1. digital bidirectional intelligent sound introduction system comprises PC server and end device, it is characterized in that: described PC server comprises: NIU is used for the communication between PC server and each end device; The pronunciation text library is used for depositing in advance text and the corresponding terminal number thereof that needs are play; The speech recognition key word library is used for depositing in advance each end device speech recognition key word and corresponding terminal number thereof; The terminal monitoring administrative unit, the presence and the running status that are used to monitor and manage each end device; Terminal equipment database is used to deposit each terminal number, status information, current pronunciation text numbering and current identidication key numbering;

2. digital bidirectional intelligent sound introduction system according to claim 1 is characterized in that: the running status of described each end device comprises ERST, explanation state, status recognition and holding state.

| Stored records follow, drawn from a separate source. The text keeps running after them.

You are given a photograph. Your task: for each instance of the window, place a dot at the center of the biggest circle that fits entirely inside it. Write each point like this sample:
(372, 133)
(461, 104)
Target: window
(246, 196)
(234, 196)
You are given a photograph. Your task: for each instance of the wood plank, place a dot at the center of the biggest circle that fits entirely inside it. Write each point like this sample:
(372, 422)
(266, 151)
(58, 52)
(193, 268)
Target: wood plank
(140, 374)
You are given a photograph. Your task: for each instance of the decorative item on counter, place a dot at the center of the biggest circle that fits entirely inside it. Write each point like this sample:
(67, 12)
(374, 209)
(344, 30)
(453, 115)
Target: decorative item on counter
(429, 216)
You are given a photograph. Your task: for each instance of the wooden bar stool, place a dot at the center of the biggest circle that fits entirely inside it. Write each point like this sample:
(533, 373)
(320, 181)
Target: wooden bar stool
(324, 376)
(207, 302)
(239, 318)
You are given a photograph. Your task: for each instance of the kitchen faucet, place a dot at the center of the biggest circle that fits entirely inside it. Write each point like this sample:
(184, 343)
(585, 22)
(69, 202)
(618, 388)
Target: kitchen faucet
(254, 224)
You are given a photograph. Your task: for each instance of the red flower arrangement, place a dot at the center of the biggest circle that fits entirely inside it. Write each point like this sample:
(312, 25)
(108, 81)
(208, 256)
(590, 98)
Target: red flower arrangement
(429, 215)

3. digital bidirectional intelligent sound explanation method, it is characterized in that: it may further comprise the steps:

Step 3, pickup unit receive narrator's voice control command;

The terminal monitoring unit of step 7, PC server is monitored all end devices constantly; The timed sending querying command is given each end device; Wait for the return command of counterpart terminal device then, and the presence and the running status of counterpart terminal is kept in the terminal equipment database.